Other sections were not without trouble. In California, the overwhelming amounts of granite in the mountains slowed down progress; it took eleven years of near constant labor to complete one ten-mile stretch. In 1914, World War One commenced in Europe, leading to serious problems for the SD&AE construction, such as labor shortages and increased cost of materials. American interest slowly shifted from railroads to war. Progress was again halted when a deadly outbreak of influenza hit the worker camps.
In late 1919, the Impossible Railroad finally reached from San Diego to Carrizo Gorge Station. In November of that year, the final, golden spike was driven, and the impossible was conquered. This monumental project ended up costing a huge sum of eighteen million dollars (over three hundred million today) and took over a decade to complete.
Despite the high costs and the brilliant engineering, the SD&AE Railroad was plagued with maintenance problems. The Carrizo Gorge section of the route was especially problematic; in the 1930s, an earthquake collapsed one of the tunnels, leading planners to build a huge, 600 feet long by 180 feet high, wooden trestle over a deep canyon. Natural disasters continued in 1976 when Hurricane Kathleen wiped out significant sections. Four years later, desert storms wash away part of the line in the US and Mexican portions. These continued natural disasters spelled the end of the Impossible Railroad. Undamaged sections were sold off or abandoned completely.

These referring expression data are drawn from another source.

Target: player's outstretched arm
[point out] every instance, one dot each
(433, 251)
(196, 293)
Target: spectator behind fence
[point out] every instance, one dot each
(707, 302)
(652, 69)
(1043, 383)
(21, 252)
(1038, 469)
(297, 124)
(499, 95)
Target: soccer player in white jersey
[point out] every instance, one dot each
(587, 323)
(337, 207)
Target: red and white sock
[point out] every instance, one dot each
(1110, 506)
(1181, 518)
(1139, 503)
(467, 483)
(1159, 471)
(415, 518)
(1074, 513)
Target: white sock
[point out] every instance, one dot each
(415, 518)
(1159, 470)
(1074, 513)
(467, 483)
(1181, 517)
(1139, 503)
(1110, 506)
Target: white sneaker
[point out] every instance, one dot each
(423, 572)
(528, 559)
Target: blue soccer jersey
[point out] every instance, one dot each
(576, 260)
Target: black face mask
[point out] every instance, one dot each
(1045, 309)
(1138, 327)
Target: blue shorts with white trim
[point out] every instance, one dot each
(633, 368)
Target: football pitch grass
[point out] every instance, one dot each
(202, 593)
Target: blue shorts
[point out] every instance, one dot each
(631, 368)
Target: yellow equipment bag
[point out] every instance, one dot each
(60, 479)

Today, the SD&AE rail lines are a largely a forgotten part of American history. Adventure seekers and hikers occasionally frequent the area. Small portions of the railroad are now used to transport diesel. A section is still available for the public to view, leaving from the San Diego Railroad Museum in Campo, California.
I first find the trail in a sleepy little border town outside of Yuma called Jacumba. It’s so close to Mexico that the border fence can be seen from the deserted downtown area. I find the mysterious abandoned railroad asking several gas station attendants. Finally, I come across worn-looking tracks and start walking. After several miles in the blistering Arizona heat, I see derailed passenger cars in the distance hidden on a hillside. I pry the doors open and step inside. Other than broken windows and a layer of dust, they are well preserved. The atmosphere is eerily quiet, the only sound being my boots on the metal floor. In another time, these cars would have been very comfortable to travel in to view the scenic desert hills that hide them.
I leave the rail cars and continue my journey. The rail line travels high along the mountains, letting me see for miles and miles. Jacumba is long out of sight, leaving only the beautiful barren landscape for as far as I can see. I follow the rail through a tunnel carved through the road and come upon a trestle. It is a marvel of engineering, bringing the railroad straight across the canyon.
After walking for several hours, I follow the rail back to Jacumba, the sun now setting and the sky a mixture of pinks and oranges. The construction of the Impossible Railroad at the turn of the century into the 1900s shows the sheer power of will and ingenuity that coupled to make one of the most impressive railroads the world has ever seen. Unfortunately, it was plagued with every problem imaginable, from the harsh desert terrain to world wars, and revolution to natural disasters. The Impossible Railroad, now abandoned, fades away into the footnotes of history.